Aku melihat darah kakakku yang berceceran di lantai. Aku hanya melihatnya. Aku tidak tahu apakah aku sedih, menyesal, marah, atau senang. Aku tidak tahu. Semua perasaan itu bercampur aduk sehingga membuatku bingung. Aku kemudian melihat Ormi dan dua rekannya membawa Kakakku untuk di bawa ke mobil mereka. Dia membawa kakakku di suasana lingkungan rumah yang sepi ini. Tidak ada satupun tetangga yang sadar akan hal ini. Hal yang paling aneh adalah komplek perumahan ini seperti tidak ada yang berpenghuni. Seperti semua rumah kosong. Aku tidak tahu apa yang dia lakukan.
Aku melihat Ormi berbalik badan.
"Ingat perjanjian kita," kata dia lalu memasuki mobil, sementara salah satu rekan Ormi memasukan kakakku ke dalam bagasi.
Aku hanya melihat mereka pergi begitu saja menggunakan mobil. Aku langsung menuju kamar mandi untuk mengambil kain lap pel untuk membersihkan darah ini. Aku terus membersihkan darah ini hingga hilang dengan perasaan hampa dalam diriku. Aku kemudian menuju ke kamar untuk tidur. Paginya aku bangun dan mencoba melihat ke luar. Aku melihat beberapa tetanggaku ada yang sedang lari pagi, pergi bekerja, dan lain-lain. Setelah melihat ini aku menyadari bahwa Ormi adalah salah satu pengguna kekuatan yang dinamakan Verborum. Aku langsung kembali masuk ke dalam kamar untuk tidur kembali. Aku memutuskan untuk tidak sekolah untuk hari ini.
.
.
.
"Tumben Rubik tidak masuk," kata Djoanna.

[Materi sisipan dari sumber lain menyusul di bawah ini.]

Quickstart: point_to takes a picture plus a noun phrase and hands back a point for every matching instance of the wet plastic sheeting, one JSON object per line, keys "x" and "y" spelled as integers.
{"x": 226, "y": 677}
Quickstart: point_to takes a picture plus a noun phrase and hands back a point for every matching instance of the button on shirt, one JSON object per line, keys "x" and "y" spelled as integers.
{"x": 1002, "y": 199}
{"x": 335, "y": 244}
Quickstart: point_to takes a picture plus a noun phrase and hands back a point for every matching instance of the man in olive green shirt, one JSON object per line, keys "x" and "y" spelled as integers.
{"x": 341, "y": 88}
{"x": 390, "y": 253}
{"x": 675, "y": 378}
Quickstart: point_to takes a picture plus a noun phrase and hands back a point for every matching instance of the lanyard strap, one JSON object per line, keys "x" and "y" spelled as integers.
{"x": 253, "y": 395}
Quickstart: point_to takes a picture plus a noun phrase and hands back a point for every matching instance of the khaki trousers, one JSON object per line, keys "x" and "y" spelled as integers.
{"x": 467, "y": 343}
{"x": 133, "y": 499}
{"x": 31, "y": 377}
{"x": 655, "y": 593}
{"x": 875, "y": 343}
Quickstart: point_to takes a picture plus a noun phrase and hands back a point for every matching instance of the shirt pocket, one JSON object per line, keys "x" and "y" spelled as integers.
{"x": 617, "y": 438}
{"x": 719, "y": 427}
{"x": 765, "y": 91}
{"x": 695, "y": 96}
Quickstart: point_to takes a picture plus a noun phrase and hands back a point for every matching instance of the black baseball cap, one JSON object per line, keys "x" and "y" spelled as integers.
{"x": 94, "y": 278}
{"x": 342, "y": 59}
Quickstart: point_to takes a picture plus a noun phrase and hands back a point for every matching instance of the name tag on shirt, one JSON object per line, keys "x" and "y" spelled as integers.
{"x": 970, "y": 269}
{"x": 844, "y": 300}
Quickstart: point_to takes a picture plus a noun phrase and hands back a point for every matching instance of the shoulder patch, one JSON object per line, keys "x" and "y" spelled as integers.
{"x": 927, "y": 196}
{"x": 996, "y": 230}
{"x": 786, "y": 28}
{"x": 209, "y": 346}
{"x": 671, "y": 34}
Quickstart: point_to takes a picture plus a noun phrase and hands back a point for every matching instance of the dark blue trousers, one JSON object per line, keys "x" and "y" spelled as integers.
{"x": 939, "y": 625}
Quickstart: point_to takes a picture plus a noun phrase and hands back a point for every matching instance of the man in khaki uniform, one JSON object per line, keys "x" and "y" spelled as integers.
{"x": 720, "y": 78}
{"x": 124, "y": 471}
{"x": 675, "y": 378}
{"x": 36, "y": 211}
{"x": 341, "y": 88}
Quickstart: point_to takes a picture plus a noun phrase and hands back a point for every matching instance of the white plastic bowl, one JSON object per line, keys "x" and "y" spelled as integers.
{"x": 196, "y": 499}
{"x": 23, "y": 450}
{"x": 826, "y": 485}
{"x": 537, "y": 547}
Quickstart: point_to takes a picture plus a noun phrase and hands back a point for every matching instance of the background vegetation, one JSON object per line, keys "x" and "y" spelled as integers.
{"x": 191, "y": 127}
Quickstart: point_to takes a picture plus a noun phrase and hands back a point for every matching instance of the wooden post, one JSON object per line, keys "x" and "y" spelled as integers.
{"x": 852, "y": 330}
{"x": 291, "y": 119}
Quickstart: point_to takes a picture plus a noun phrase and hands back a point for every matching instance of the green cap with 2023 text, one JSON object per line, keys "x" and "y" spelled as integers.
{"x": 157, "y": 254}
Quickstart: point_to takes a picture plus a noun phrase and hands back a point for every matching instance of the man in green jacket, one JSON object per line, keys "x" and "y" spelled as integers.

"Apakah ini ada hubungannya dengan Yula? Yula juga tumben tidak bergabung dengan kita ketika jam istirahat," balasku sambil melihat Yula yang sedang tertidur di tempat duduknya dengan kepala yang mengarah ke meja dan kedua lengan yang menutup kepalanya.
"Yula? Apa yang terjadi?" tanya Djoanna sambil memakan apel yang dia bawa dari rumah.
"Aku sebenarnya tidak tahu juga. Ketika aku kembali dari rumahmu kemarin, aku hanya melihat Yula keluar dari kamarku sambil menangis. Oh ya, di kamarku sedang ada Rubik."
Dia berhenti sejenak, sementara di mulutnya terdapat apel yang baru saja dia gigit.
"Apa kau tidak bertanya pada Rubik?" tanya dia lagi sambil melanjutkan mengunyah apelnya.
"Aku sudah bertanya, tetapi dia mengelak pertanyaanku. Jadi dia langsung pulang begitu saja."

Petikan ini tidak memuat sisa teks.